Cosa diceva Pillon del fine vita – Proprio Pillon il 16 febbraio scorso, subito dopo che la Consulta aveva bocciato il quesito per il referendum sull’eutanasia, ribadì la sua opposizione agli interventi in materia. “Sono già due volte nel giro di neppure sei mesi”, scrisse su Facebook, “che dalle istituzioni del nostro Paese giungono segnali di una rinnovata attenzione ai temi valoriali, dallo stop al gender di ottobre fino al sì alla vita, e tutto questo fa ben sperare. La maggioranza silenziosa si muove“. Pillon, a metà febbraio e quindi poco prima che il ddl sul fine vita avesse il via libera da Montecitorio, si auspicava invece che “i colleghi” tenessero “in buon conto il monito della Corte costituzionale” e quindi “difendere la sacralità della vita”. E continuava: “La vita umana è sacra. Sempre. Non dimentichiamolo”. Ma Pillon, a settembre 2019, aveva protestato anche dopo la sentenza storica della Consulta sul caso Cappato, con cui i giudici hanno stabilito che “non è punibile chi a certe condizioni agevola proposito di suicidio” e in cui si parlava di “indispensabile intervento del legislatore”. “Con quest’ultima sentenza ha di fatto aperto la strada al suicidio di Stato, scavalcando le prerogative del Parlamento e sostituendosi al legislatore”, disse. “È sconcertante che decisioni tanto delicate siano prese a colpi di sentenze”. E ancora: “La vita umana è sacra e inviolabile”.
Le reazioni – Proprio dalla associazione Coscioni arriva un commento alle scelte della maggioranza. “La calendarizzazione della legge sul suicidio assistito nelle commissioni Giustizia e Sanità del Senato è sicuramente una buona notizia ma l’averla affidata a ben quattro relatori rischia di complicare l’adozione del testo finale” hanno dichiarato Filomena Gallo e Marco Cappato. “Della Lega c’è già il presidente della Commissione giustizia, non era quindi necessario o automatico che uno dei coordinatori dell’iter dovesse esser affidato al Senatore Simone Pillon, noto fin dall’inizio della legislatura per esser contrario a qualsiasi regolamentazione di scelta personale sul proprio corpo che non sia la criminalizzazione assoluta. La presenza di Pillon come relatore è emblematica di una volontà di scontro che non crediamo sia condivisa nemmeno da tutto il centrodestra. Il voto alla Camera è stato infatti caratterizzato dall’ assenza di decine di parlamentari del centrodestra, alcuni dei quali hanno così affermato indirettamente la propria coscienza personale contro gli ordini di partito per non bloccare l’iter”.

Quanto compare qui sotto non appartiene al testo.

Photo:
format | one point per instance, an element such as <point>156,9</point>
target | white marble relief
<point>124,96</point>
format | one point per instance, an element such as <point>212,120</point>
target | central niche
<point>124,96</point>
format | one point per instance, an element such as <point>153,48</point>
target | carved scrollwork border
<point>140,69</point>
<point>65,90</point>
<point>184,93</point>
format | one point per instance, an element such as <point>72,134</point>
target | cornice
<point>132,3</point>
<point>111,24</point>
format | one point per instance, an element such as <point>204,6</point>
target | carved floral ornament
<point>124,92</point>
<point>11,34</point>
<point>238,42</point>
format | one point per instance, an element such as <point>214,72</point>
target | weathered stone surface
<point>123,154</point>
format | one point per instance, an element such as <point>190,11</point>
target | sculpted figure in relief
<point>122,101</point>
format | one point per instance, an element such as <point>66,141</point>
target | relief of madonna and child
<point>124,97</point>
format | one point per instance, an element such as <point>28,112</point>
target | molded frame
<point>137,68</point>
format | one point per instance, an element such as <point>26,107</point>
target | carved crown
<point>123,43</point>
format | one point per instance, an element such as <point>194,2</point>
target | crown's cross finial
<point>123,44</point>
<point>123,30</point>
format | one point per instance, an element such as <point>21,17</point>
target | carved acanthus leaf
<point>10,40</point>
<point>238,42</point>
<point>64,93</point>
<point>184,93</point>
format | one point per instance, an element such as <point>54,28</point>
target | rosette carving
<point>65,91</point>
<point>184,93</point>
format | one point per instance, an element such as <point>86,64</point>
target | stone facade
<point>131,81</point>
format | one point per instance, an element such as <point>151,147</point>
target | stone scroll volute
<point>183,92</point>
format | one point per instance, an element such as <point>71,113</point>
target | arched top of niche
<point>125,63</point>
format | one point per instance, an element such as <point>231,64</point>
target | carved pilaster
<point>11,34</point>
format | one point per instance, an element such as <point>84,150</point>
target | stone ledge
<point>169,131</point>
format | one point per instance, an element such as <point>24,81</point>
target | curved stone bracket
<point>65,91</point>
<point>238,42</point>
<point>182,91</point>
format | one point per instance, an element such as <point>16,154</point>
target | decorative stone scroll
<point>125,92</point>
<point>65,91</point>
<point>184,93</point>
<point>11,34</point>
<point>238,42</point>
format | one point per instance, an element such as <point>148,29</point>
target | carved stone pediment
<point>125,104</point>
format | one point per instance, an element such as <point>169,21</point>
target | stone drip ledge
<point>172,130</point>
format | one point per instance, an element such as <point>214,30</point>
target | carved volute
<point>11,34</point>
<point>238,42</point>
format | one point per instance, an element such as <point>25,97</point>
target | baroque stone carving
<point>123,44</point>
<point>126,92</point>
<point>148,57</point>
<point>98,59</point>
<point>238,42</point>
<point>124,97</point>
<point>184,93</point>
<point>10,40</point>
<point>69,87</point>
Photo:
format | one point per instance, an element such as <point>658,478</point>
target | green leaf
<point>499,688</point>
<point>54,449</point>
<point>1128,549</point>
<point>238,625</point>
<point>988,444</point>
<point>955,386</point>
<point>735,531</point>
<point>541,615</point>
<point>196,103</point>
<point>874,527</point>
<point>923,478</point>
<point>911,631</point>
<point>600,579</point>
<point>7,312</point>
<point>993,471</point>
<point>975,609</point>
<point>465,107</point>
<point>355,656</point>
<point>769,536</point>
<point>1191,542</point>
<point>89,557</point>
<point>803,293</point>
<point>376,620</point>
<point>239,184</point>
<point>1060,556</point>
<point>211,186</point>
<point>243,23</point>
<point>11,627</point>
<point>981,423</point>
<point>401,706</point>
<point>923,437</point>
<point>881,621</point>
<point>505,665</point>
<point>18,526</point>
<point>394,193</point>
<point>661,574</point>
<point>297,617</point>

Nel 2018 e nel 2019 – ricordano i due rappresentanti della Associazione Coscioni, “la Corte Costituzionale, nell’ambito della vicenda “Cappato-Antoniani”, ha invitato il Parlamento ad intervenire con una legge che tuteli i diritti di chi vuole intraprendere un percorso di fine vita. Occorre quindi una normativa che sia chiara nei principi e nelle procedure e che soprattutto non discrimini determinate categorie di malati diventando merce di scambio tra fazioni parlamentari”. La nomina di Pillon – chiudono – “per quanto provocatoria, non deve diventare per nessuno un alibi o un pretesto per ritardare l’esame del provvedimento o rinunciare a migliorare il testo da parte di coloro che sostengono la legge, a partire da M5S e Pd.